CSEP 546 - Data Mining - Spring 2010

CSEP 546: Data Mining (Spring 2010)

Assignment 1: Collaborative Filtering, IBL, Decision Trees, Methodology

Due Date: Monday, April 12, 2010 in class; submit your code by emailing it to akolobov@cs.washington.edu by 6.30 p.m.

(40 points) Collaborative Filtering on Netflix Ratings:
- Read the paper Empirical Analysis of Predictive Algorithms for Collaborative Filtering. You need to read up to Section 2.1, and are encouraged to read further if you have time.
- The dataset we will be using is a subset of the movie ratings data from the Netflix Prize. You can download it here. It contains a training set, a test set, a movies file, a dataset description file, and a README file. The training and test sets are both subsets of the Netflix training data. You will use the ratings provided in the training set to predict those in the test set. You will compare your predictions with the actual ratings provided in the test set. The evaluation metrics you need to measure are the Mean Absolute Error (as defined here) and the Root Mean Squared Error (as defined here). The dataset description file further describes the dataset, and will help you get started. The README file is from the original set of Netflix files, and has been included to comply with the terms of use for this data.
- Implement the collaborative filtering algorithm described in Section 2.1 of the paper (Equations 1 and 2; ignore Section 2.1.2) for making the predictions.
- (10 points of extra credit) Add yourself as a new user to the training set. To do this, you will need to create a new user ID for yourself. Select some movies that you have seen among those in the training set, and add your ratings for them to the training set. Extend your system to output predictions for the movies you haven't rated, ranked in order of decreasing ratings. Do you agree with the predictions of your system? Check out some of the top ranked movies that you haven't seen (but only after you have finished work on the project).
(20 points) Suppose the instance space is the square -4 < X,Y < 4, and you have a training set composed of positive examples at (-2, 0), (0, 0), (0, 2), (2, 0) and negative examples at (-1, 1), (1, 1), (1, -1), (0, -2), (-1, -1).
(a) (4 points) Draw the Voronoi diagram of this training set using Euclidean distance.
(b) (8 points) Suppose you measure the error rate of the 3-nearest neighbor algorithm on this training set using leave-one-out cross-validation (i.e., you take out each example in turn, and predict its class using the other examples). What would the measured error rate be? If some example has more than 3 examples at the same nearest distance from it such that different choices of the 3 nearest neighbors give different predictions then count this example as an error. You thus compute the worst-case error rate.
(c) (8 points) Suppose you apply the 3-nearest-neighbor algorithm with backward elimination. Which features would be eliminated (X, Y, both, neither, or depends)? Why?
(20 points) Give decision trees to represent the following boolean functions (5 points each):
(a) A ∧ ¬ B
(b) A ∨ [B ∧ C]
(c) [A ∨ ¬ B] ∧ [B ∨ C]
(d) [A ∧ B] ∨ [C ∧ D]
(10 points) Mitchell 3.2:
Consider the following set of training examples:

Instance Classification a1 a2

1 + T T

2 + T T

3 - T F

4 + F F

5 - F T

6 - F T

(a) What is the entropy of this collection of training examples with respect to the target classification?
(b) What is the information gain of a2 relative to these training examples?

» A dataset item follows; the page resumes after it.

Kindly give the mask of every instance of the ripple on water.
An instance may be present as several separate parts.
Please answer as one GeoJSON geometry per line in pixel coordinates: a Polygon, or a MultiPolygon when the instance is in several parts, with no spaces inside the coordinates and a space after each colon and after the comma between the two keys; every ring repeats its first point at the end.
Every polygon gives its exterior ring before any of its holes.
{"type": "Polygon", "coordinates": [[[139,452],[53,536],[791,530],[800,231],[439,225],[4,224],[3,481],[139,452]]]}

(10 points) You are given a classifier that, for each data point, outputs the probability of this point having the "+" label. Running the classifier on a set of 10 examples has yielded the following results:

Example # Classifier Output True Label

1 94% +

2 91% +

3 88% -

4 83% +

5 76% -

6 46% +

7 37% -

8 29% -

9 14% +

10 8% -

Based on the above data, build a ROC curve for the classifier as described in the lecture using five different threshold values of your choice.

Turn in the following:

Your code for Problem 1. Include instructions on how to run your code. Send your files in a single archive (zip, tar, etc) to akolobov@cs.washington.edu. The due date is 6.30 p.m., April 12, 2010. Your code should contain appropriate comments to facilitate understanding.
A report with your answers to the homework problems. Hand in a hard copy of it at the beginning of class. For problem 1, you should describe from a high-level perspective how your code works and what the accuracy of your results is. If your accuracy is low, analyze the errors and explain what you think might be the cause and what changes can be made for improvement.

Good luck, and have fun!